Don't rent the cloud, own instead

Posted by Torq_boi 2 days ago

Don't rent the cloud, own instead(blog.comma.ai)

1177 points | 491 commentspage 4

kavalg 2 days ago|

This was one of the coolest job ads that I've ever read :). Congrats for what you have done with your infrastructure, team and product!

HanClinto 1 day ago|

Agreed!

Gives a whole new level to the idea of "full stack developer"

siliconc0w 1 day ago||

You can also buy the hardware and hire an IT vendor to rack and help manage it as smart hands so you never need to visit the datacenter. With modern beefy hardware, even large web services only need a few racks so most orgs don't even to manage a large footprint.

Sure you have to schedule your own hardware repairs or updates but it also means you don't need to wrangle with the ridiculous cost-engineering, reserved instances, cloud product support issues or API deprecations, proprietary configuration languages, etc.

Bare metal is better for a lot of non-cost reasons too, as the article notes it's just easier/better to reason about the lower level primitives and you get more reliable and repeatable performance.

j45 1 day ago|

That’s called managed servers or managed services.

I have run bare metal and manage services you just have to be clear on what you have coverage for when disaster strikes or be willing to proactively replace hard drives before they die.

danpalmer 2 days ago||

> Cloud companies generally make onboarding very easy, and offboarding very difficult.

I reckon most on-prem deployments have significantly worse offboarding than the cloud providers.
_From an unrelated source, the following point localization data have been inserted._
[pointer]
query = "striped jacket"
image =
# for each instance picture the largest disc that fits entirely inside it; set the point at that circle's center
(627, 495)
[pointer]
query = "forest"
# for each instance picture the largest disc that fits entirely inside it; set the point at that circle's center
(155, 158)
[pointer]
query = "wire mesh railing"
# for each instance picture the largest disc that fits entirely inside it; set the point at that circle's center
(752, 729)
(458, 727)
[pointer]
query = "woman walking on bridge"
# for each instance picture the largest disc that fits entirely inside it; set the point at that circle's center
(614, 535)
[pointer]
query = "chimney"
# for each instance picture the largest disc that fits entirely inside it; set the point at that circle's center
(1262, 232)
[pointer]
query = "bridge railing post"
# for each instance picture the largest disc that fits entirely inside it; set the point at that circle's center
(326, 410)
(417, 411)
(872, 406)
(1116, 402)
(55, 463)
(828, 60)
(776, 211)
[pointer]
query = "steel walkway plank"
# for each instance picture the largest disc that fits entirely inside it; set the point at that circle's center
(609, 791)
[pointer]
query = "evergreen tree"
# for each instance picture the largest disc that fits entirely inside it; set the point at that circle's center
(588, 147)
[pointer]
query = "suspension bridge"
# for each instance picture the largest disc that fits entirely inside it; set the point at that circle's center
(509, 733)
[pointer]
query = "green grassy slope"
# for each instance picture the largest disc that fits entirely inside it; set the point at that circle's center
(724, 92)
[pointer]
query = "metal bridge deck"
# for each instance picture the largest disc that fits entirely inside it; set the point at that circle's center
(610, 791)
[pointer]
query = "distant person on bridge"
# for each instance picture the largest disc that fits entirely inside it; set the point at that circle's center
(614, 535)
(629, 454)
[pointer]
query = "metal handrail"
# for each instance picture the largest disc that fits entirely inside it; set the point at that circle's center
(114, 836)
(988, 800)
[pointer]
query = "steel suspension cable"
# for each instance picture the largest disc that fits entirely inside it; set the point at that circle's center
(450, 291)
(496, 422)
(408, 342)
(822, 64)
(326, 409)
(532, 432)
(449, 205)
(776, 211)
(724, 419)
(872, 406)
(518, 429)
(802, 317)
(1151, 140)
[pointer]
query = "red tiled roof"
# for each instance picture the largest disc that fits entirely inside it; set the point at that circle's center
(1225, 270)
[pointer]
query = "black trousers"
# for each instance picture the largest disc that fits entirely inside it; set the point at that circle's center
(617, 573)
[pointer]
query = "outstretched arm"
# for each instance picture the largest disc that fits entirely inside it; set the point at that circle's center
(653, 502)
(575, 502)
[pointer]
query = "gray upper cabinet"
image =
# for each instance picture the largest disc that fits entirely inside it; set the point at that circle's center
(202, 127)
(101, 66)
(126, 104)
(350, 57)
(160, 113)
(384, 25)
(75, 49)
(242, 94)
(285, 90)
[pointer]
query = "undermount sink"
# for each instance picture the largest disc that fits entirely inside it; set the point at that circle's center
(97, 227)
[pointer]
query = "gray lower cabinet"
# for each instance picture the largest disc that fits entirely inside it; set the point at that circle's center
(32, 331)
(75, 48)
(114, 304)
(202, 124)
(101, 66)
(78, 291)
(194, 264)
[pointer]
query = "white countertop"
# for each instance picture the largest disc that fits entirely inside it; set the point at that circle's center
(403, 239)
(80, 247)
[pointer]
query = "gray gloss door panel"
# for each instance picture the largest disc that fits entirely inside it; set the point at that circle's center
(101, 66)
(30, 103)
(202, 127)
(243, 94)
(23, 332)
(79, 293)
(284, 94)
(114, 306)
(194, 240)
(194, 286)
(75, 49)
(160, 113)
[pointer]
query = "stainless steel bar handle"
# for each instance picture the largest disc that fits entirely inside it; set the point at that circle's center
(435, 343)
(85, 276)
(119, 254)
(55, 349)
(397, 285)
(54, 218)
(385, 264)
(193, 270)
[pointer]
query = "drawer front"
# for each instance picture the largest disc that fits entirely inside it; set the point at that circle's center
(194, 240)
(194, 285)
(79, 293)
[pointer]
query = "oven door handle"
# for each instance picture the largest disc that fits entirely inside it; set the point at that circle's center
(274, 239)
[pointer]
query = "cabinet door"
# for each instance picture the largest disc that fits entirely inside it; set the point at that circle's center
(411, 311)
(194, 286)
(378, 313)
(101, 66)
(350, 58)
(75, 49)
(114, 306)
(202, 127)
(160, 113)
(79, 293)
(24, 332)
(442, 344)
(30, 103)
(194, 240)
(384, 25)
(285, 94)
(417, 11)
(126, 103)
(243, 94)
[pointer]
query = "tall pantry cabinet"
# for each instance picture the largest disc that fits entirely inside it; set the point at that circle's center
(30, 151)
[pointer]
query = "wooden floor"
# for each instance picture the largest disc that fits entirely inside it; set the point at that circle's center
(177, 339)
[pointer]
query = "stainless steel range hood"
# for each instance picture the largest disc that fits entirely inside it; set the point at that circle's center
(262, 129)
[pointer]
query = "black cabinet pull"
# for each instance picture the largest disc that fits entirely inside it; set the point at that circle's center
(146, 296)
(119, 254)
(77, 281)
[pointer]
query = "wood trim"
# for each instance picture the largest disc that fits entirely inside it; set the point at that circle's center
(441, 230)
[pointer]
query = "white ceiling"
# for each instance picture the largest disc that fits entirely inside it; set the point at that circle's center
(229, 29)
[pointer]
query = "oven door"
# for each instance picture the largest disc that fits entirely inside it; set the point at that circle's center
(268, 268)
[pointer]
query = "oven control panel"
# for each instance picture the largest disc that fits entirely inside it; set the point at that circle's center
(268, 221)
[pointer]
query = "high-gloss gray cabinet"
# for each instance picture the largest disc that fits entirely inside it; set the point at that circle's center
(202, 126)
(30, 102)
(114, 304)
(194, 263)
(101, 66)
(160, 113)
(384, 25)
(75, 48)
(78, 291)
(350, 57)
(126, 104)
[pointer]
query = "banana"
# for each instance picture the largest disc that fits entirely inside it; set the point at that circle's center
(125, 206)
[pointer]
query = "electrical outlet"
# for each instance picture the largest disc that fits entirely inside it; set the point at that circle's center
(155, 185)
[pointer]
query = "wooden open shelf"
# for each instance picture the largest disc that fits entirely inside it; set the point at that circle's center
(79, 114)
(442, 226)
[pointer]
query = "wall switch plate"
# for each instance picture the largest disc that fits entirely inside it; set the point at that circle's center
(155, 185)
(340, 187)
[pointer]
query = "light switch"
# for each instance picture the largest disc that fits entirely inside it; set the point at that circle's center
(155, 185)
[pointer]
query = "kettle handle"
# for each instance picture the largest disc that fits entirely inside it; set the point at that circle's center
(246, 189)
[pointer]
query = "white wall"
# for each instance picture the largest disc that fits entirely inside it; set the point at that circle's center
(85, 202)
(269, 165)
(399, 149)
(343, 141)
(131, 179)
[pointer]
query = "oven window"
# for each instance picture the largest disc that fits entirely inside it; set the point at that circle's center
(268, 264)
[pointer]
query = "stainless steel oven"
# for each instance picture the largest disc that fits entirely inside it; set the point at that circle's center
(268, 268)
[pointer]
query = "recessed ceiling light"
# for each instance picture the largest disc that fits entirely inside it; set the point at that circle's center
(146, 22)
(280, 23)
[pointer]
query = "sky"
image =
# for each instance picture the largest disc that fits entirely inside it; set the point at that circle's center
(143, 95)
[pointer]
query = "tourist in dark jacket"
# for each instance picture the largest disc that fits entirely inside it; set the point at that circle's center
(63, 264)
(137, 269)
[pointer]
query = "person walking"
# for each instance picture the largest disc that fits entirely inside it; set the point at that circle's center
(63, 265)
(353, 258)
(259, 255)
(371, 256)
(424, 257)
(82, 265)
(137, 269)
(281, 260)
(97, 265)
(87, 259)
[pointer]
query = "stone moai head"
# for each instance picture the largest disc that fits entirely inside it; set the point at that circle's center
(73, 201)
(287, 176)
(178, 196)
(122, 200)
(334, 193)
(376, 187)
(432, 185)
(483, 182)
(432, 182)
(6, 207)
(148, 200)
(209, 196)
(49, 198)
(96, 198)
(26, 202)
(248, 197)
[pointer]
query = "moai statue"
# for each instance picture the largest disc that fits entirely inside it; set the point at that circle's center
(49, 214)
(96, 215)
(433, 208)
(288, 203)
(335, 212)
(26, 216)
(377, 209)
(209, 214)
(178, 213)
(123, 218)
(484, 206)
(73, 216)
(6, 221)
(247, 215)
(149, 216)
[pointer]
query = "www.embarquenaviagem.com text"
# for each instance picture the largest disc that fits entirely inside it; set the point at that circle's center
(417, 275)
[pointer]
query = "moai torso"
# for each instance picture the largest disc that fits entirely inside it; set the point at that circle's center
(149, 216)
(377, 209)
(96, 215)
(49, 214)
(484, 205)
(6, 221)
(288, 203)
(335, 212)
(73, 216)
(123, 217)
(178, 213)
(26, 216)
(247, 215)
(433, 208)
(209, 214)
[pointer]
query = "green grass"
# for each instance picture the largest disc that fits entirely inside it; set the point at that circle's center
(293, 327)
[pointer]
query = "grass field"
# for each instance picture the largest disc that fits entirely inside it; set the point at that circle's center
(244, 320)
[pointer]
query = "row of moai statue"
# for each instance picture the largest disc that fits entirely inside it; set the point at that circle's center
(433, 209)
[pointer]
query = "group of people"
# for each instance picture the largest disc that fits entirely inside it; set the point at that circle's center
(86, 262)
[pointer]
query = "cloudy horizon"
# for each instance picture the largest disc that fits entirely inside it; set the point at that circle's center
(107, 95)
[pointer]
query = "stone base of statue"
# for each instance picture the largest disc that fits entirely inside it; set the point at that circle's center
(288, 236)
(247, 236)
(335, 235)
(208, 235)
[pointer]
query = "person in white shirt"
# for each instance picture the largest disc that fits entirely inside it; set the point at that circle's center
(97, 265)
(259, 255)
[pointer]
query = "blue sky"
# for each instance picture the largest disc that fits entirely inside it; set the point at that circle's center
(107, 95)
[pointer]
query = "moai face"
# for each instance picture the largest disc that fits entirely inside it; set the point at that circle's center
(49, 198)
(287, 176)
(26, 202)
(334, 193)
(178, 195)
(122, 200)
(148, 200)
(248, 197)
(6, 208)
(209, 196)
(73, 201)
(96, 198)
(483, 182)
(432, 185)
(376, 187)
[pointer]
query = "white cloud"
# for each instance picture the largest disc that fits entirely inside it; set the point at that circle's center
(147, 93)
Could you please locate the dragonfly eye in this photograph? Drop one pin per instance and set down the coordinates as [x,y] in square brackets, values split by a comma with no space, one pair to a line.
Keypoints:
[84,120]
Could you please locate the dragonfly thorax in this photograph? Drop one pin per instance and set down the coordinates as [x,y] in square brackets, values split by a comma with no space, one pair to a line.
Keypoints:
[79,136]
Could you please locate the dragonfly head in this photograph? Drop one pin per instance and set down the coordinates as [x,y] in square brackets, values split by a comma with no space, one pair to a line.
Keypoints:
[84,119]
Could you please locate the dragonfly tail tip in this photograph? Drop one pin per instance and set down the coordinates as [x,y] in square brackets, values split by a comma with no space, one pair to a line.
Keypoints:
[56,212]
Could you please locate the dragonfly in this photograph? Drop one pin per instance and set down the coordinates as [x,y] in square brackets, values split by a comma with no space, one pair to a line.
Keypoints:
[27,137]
As a cloud provider you can win business by having something for offboarding, but internally you'd never get buy-in to spend on a backup plan if you decide to move to the cloud.

lelanthran 1 day ago|

> As a cloud provider you can win business by having something for offboarding, but internally you'd never get buy-in to spend on a backup plan if you decide to move to the cloud.

Its the other way around. How do you think all businesses moved to the cloud in the first place?

danpalmer 1 day ago||

My point is that at the point of moving, or creating a new deployment, it's perfectly reasonable to say "how do we get off the cloud if it goes badly", yet no one says "how do we get onto a cloud if managing a datacenter sucks".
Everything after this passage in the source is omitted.